Nous avons vu, avec l’exemple de la Mésange bleue, que la colonisation d’une île par un petit groupe d’individus pouvait permettre à celui-ci de diverger des populations dont il est issu et de s’adapter aux conditions écologiques locales. Ce processus peut donner lieu à spéciation en cas de colonisations successives séparées par un laps de temps suffisant ou après un temps suffisant et adaptation aux conditions écologiques de l’île. On explique ainsi le taux élevé d’endémisme de tous les milieux insulaires et le fait que les îles hébergent en général des sous-espèces des espèces continentales. Ainsi on connaît aux îles Canaries deux espèces de Pinson : le Pinson des arbres (Fringilla coelebs), qui se rencontre dans une grande partie de l’Europe et en Afrique du Nord, et le Pinson bleu (Fringilla teydea) qui est endémique de ces îles. Le Pinson des arbres des Canaries diffère légèrement de celui d’Afrique du Nord et d’Europe et a été décrit comme une sous-espèce du Pinson des arbres. Le Pinson bleu par contre s’en distingue fortement par sa couleur bleue mais aussi par son habitat. Il niche en effet dans les forêts de conifères d’altitude. On explique l’apparition de ces deux espèces par deux colonisations des îles Canaries par des pinsons des arbres nord-africains avec l’acquisition d’une divergence marquée des colonisateurs de la première vague en conditions isolées. Ceci leur a permis d’occuper une niche vide.
Un autre exemple faisant intervenir des colonisations multiples de milieux isolés est rapporté par Blanc (1990) à partir des travaux de Carson sur les drosophiles des îles Hawaii (Carson 1975). On connaît sur cet archipel cinq cents espèces de cette mouche (contre mille cinq cents dans le monde) dont la plupart sont endémiques.

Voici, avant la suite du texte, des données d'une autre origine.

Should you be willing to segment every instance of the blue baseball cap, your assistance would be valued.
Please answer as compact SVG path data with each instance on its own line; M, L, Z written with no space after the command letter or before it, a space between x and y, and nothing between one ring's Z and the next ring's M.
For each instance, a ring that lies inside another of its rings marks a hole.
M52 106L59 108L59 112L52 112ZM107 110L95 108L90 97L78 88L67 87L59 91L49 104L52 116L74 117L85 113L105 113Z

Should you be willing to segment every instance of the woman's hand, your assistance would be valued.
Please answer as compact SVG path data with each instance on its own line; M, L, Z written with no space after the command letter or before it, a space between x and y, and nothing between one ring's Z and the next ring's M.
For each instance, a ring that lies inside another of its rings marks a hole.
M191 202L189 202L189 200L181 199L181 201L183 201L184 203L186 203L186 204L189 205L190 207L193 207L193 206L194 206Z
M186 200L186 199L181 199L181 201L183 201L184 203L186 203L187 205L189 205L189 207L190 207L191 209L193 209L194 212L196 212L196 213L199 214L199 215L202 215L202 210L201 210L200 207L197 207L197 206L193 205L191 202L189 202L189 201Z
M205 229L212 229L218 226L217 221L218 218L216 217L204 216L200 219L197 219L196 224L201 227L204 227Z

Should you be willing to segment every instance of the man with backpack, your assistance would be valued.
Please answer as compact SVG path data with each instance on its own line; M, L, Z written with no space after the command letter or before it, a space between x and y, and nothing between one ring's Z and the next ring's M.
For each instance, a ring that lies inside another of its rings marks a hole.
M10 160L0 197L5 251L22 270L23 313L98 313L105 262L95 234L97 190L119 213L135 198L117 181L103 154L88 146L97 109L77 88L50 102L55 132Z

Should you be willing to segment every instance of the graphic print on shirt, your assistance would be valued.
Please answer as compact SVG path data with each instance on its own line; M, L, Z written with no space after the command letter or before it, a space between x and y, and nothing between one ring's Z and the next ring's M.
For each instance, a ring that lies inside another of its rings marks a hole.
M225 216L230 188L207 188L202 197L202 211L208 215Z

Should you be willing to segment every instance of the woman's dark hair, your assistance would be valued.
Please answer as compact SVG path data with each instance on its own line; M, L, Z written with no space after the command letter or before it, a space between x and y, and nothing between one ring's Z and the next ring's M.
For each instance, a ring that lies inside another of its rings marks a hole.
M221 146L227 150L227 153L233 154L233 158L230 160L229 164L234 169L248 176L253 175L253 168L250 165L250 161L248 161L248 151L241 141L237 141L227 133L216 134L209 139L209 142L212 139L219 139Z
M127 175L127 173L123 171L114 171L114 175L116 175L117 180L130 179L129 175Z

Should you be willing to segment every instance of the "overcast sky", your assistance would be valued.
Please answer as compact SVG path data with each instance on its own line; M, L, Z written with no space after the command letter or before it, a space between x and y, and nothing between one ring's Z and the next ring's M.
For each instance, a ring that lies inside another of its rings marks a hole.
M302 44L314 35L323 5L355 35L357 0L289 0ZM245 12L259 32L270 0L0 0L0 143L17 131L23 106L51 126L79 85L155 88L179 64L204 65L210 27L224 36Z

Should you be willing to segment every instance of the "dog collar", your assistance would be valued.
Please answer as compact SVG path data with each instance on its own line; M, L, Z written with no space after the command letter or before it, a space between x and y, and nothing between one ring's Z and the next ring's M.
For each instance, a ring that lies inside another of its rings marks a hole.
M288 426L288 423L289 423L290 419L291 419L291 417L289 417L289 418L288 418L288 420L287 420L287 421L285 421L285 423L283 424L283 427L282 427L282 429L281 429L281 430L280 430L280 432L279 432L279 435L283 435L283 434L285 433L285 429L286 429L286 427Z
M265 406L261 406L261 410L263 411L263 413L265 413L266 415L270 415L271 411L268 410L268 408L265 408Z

Le modèle proposé fait intervenir des colonisations multiples des différentes îles par quelques individus qui, se trouvant ainsi isolés de la population originelle, ont pu diverger génétiquement. Les coulées volcaniques ont ici permis une multiplication supplémentaire des espèces en détruisant localement la végétation et en fractionnant le milieu en sous-unités pouvant être elles aussi colonisées par quelques individus. De même, des drosophiles ont pu coloniser par hasard de nouvelles forêts en cours d’établissement sur des coulées volcaniques récentes et évoluer en conditions isolées. Le chapitre 2.III.4. présente les mécanismes d’isolement reproducteur de ces différentes espèces.
Nous avons vu plus haut que les faibles effectifs de ces sous-populations pionnières devaient favoriser leur divergence génétique (dérive). On doit donc s’attendre aux premiers temps de la colonisation à l’apparition d’une forte variabilité, à des successions de changements phénotypiques importants.